Fuel Poverty and Renewables
Of course, where the Greek case is of relevance is to broader debates about rising fuel costs and their distributional impact. One of the main thrusts of Lomborg’s piece that we haven’t yet discussed is that increasing fuel costs hit the poor harder than the rich. This is undoubtedly true – energy consumption for the poor is much more inelastic than for the rich.
But the important question this raises, from the perspectives of renewables, is how far renewables account for increasing energy prices. There is clearly a huge range of factors accounting for energy prices. Market prices for crude oil and natural gas are one important driver. When Lomborg wrote his article, the crude oil price was over $100 per barrel, having broken the $50 mark for the first time since 1985 in July 2004 (excluding a brief spike during the First Gulf War).
Lack of effective competition in the energy supply market can also contribute to high prices. Indeed, the source that Lomborg uses for his account of Greece cites an explanation for the country’s high prices in a monopolistic law that protect the country’s two refining companies from competition. A recent study from Cambridge University’s Energy Policy Research Group found that an Ofgem initiative to reduce regional price discrimination had the counterproductive effect of reducing competition at a cost of £1 billion to consumers. These are both cases of apparently poor policies that are negatively affecting fuel prices. But they have nothing to do with renewables.
None of these issues get mentioned in Lomborg’s account. The clear implication instead is that fuel prices are driven primarily by renewables subsidies.

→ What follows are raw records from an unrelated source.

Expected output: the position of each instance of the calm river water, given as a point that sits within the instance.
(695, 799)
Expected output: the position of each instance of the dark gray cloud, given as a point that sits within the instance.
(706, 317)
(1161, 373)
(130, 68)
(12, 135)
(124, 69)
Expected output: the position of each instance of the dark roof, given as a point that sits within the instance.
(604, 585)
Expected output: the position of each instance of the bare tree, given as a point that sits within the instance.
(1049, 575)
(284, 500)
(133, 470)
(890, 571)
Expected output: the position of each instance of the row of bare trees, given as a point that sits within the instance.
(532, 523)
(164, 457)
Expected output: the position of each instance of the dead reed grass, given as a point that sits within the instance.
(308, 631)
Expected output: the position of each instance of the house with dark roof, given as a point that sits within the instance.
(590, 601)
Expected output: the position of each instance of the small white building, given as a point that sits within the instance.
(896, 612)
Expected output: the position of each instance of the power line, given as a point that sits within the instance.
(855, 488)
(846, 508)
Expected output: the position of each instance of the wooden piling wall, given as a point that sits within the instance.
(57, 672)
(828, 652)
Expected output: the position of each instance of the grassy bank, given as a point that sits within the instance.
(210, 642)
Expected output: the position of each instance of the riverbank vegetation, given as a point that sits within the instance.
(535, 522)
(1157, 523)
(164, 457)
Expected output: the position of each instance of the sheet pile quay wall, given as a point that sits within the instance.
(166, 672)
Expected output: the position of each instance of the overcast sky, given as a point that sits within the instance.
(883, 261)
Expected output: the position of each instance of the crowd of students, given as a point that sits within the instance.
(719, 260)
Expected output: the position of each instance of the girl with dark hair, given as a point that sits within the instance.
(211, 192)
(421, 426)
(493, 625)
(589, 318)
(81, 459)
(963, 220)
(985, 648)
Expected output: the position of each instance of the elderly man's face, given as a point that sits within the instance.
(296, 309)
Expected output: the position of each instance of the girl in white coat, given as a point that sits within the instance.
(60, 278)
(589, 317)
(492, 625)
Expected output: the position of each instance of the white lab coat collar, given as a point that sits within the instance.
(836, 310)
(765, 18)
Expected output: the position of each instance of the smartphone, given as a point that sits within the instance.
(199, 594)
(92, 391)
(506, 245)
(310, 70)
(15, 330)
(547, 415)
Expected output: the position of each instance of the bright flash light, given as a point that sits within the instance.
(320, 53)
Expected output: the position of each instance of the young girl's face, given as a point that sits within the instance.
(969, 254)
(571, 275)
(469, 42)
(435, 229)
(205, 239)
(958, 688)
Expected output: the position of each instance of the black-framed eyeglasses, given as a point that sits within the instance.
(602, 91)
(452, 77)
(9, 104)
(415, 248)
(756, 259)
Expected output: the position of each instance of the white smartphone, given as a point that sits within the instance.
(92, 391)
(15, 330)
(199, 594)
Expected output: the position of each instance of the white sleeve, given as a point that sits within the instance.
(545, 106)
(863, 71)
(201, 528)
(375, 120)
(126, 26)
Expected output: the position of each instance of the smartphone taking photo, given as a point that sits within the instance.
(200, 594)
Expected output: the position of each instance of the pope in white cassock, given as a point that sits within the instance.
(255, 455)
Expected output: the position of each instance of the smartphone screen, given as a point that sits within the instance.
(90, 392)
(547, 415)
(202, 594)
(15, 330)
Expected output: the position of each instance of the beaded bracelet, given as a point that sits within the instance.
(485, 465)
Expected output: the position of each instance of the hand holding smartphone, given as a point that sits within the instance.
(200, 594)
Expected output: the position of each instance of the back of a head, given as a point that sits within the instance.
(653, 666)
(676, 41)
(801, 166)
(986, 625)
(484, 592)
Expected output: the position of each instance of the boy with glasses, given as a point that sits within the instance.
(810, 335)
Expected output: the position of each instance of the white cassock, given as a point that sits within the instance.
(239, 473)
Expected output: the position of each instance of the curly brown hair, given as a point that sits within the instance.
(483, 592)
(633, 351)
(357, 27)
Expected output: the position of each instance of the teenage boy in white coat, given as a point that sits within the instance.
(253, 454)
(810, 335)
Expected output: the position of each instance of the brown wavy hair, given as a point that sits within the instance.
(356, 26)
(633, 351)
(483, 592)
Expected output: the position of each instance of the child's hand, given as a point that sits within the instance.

To conclude, energy prices have been rising in the developed world, and this has had a severe deleterious effect, particularly on the poor. This is indisputable. But to lay the blame at the feet of subsidies for renewables, as Lomborg does, is unjustifiable. In order to even begin to justify such a claim, one would at least need to quantify the contribution of renewable subsidies to increasing prices. This is something Lomborg consistently refuses to do in this piece. My own attempts have suggested a relatively small proportion of increasing costs can be blamed on renewable subsidies.
Critics of Lomborg stand accused of ‘ideological hysteria’. It seems to me on the basis of this analysis that this accusation, if anything, should be pointed in the other direction.
 If any readers can provide a source for this claim, I will happily update this post.